The same flame that hurt me also lit my way home.
Yes, it did. For how else would I have learned to see what lived beneath my reflection?
How else could I have discovered that I am more — much more — than the version of me that fell?
Strength isn’t born in perfection, but in the moments we rise from our own ashes.
We are quick to define, to judge, to conclude.
Someone acts a certain way, and the mind whispers:
“Ah, that’s who they are.”
From then on, every glance is filtered through that moment, through that verdict.
They say, “first impression is the best impression,” but isn’t that only true if our eyes are free from the weight of our moods?
If I’m grieving, doesn’t even beauty look dim?
If I’m happy, doesn’t everything — even chaos — shimmer with light?

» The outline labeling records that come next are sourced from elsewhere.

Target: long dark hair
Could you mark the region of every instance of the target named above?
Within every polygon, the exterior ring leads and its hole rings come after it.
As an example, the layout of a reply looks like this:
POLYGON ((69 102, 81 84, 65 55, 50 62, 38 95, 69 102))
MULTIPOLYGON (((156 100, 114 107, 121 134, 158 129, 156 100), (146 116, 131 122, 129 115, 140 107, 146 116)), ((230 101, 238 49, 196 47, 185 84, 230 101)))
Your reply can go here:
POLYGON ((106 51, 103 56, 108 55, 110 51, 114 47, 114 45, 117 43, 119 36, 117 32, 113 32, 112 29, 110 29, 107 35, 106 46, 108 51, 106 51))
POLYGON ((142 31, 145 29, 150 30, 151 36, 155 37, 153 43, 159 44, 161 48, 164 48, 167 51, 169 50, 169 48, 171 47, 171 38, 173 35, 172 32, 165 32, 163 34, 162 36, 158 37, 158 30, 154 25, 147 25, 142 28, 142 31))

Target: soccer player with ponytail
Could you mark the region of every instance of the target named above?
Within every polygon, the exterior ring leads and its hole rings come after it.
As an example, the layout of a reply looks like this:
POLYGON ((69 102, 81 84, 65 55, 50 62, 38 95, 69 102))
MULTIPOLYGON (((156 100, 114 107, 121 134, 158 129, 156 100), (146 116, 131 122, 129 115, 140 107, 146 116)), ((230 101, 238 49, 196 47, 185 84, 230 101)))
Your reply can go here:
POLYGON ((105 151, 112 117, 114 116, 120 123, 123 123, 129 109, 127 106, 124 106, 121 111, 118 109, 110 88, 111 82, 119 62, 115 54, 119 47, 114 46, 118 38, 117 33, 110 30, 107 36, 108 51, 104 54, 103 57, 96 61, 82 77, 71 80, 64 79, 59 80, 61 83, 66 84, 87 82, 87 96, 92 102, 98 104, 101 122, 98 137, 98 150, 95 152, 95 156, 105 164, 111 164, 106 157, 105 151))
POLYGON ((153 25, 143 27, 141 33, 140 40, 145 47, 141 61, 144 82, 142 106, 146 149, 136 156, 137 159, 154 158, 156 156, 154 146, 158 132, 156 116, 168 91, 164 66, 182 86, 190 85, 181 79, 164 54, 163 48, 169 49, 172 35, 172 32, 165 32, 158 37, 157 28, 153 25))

So what was I feeling when I formed that first impression?
And can I trust it to be truth — or was it simply my state of being, painted across another’s canvas?
Was I truly seeing that person, or was I seeing my own feelings mirrored in them?
When someone makes a mistake, it becomes the frame through which we see them.
Their goodness, their growth, their efforts — all blur behind that one moment.
And we do the same with ourselves.
I was afraid once — does that make me a fearful person?
I misunderstood something — does that make me unwise?
How easily we shrink infinite beings into temporary moments.
But the soul is not one act, not one emotion, not one mistake.
The soul is an ocean — vast, sacred, always returning to calm.
So before I define anyone — even myself — I pause. I look again.
I remember that divine light flickers in everyone, even when smoke clouds the view.
Don’t reduce me to that one mistake. It wasn’t the end of me — it was the beginning of my awakening.
Have an awakened day — with clear vision and an unclouded heart.